Using the spatial boundaries of the harmonized regions, we complemented the aggregated DHS data with additional external information about the climatic and socio-economic conditions in the regions. As climatic factors, we obtained monthly information on temperature and precipitation from the Climatic Research Unit of the University of East Anglia8 which we used to identify anomalies and extreme events in the years prior to the DHS data collection. As external socio-economic indicators, we included information on the regional Gross Domestic Product (GDP) per capita and Human Development Index (HDI), which are based on Kummu, Taka, and Guillaume (2018)9. In addition to the dataset, we have created the companion R package livwelldata that makes it easy to use the dataset in R and subset it by selecting indicators of interest. The package and instruction can be found on the git repository of the R package: -potsdam.de/belmin/livwelldata.
The Demographic and Health Survey (DHS)5 represents the primary source of data. Since its creation in 1986, the DHS Program has collected hundreds of surveys in over 90 low- and middle-income countries, focusing on population issues and health. The DHS Program typically adopts a two-stage cluster sampling design that ensures representativeness of the data at the national and sub-national level16. Most DHS variables are the same across countries and time, enabling the comparison over space and time. LivWell includes 52 countries out of the 90 countries covered by DHS. Countries had to be excluded either because they had only one DHS wave or because the harmonization of their regions over time was not possible. In addition, two surveys, India 2015 and Turkey 1998, had to be excluded because it was not feasible to load the files on our system. It is possible, however, to calculate the indicators in LivWell also for single DHS survey using the tutorial adding_country_livwell.Rmd on the git repository of this article.
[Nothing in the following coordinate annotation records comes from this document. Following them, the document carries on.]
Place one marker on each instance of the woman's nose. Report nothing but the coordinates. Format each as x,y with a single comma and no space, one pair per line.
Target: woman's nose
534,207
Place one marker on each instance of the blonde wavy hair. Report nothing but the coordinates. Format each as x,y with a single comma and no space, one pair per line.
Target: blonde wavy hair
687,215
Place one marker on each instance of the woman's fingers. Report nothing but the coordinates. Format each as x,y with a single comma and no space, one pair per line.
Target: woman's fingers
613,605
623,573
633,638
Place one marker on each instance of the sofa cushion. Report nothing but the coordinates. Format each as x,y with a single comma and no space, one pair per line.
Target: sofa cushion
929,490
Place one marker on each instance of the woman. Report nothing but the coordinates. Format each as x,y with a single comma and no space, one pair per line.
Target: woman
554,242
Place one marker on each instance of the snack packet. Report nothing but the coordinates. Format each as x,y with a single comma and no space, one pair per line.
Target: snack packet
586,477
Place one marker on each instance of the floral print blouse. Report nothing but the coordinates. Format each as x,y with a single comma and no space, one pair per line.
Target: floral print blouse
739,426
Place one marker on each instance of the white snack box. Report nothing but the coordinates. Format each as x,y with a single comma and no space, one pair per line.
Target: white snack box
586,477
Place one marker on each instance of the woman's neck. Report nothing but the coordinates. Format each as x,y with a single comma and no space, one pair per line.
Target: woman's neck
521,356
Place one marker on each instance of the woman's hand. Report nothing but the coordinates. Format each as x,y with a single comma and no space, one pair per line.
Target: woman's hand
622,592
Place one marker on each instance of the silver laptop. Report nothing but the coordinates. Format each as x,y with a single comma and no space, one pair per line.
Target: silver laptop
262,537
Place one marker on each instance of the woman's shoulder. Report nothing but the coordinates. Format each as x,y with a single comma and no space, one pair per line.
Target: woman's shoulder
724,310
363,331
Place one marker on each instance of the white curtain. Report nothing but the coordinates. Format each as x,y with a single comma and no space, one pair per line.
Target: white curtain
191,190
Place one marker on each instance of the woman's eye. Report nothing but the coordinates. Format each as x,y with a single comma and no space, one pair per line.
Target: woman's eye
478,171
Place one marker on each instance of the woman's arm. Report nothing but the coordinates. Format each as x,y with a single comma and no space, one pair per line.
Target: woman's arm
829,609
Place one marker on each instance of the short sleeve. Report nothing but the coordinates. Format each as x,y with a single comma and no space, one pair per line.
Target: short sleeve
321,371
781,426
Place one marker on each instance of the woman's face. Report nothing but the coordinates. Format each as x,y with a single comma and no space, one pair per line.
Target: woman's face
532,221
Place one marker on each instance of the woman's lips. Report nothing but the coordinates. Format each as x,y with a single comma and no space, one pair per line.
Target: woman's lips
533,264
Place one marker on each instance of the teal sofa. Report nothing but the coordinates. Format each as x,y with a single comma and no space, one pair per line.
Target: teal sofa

Once the assignment of harmonized indices was done, we collected the harmonized boundaries using the function download_boundaries() from the R package rdhs27 and whenever necessary, merged the region boundaries using the function st_union() from the R package sf28 (Figs. 3 and 4). Supplementary Fig. 3 and the file methodology_harmonization.Rmd on the data record4 and the git repository provide a complete description of the mapping of the raw and harmonized regions and the steps involved in the harmonization.
Harmonized DHS regions in Bangladesh. The regions of Dhaka and Mymensingh as well as Rajashahi and Rangpur were combined to a larger spatial entity to account for boundary changes and split-ups of the regions over time.
We used the information on the spatial boundaries of the regions to crop the gridded data and calculate average GDP per capita and HDI values for each of the DHS regions. The boundary information was saved as a multi-polygon geopackage and is available for download together with the other materials on the data record4 and on the git repository of the paper. The R package raster39 was used for the data transformation. First, the raster data over time is clipped to the spatial boundary data to obtain a multilayered rasterbrick object containing information on the DHS region each raster grid falls into (either fully or partly). Based on this, an aggregate regional value was derived using the extract() function, which returns the mean value of all raster cells whose center lie inside the boundaries of a region (the weight option can be used to also consider partly covered cells). The resulting dataset contains information on a yearly basis from 1990 to 2015. By joining these data to the aggregated DHS data, we obtain information on regional GDP per capita and HDI values for each of the DHS waves until 2015.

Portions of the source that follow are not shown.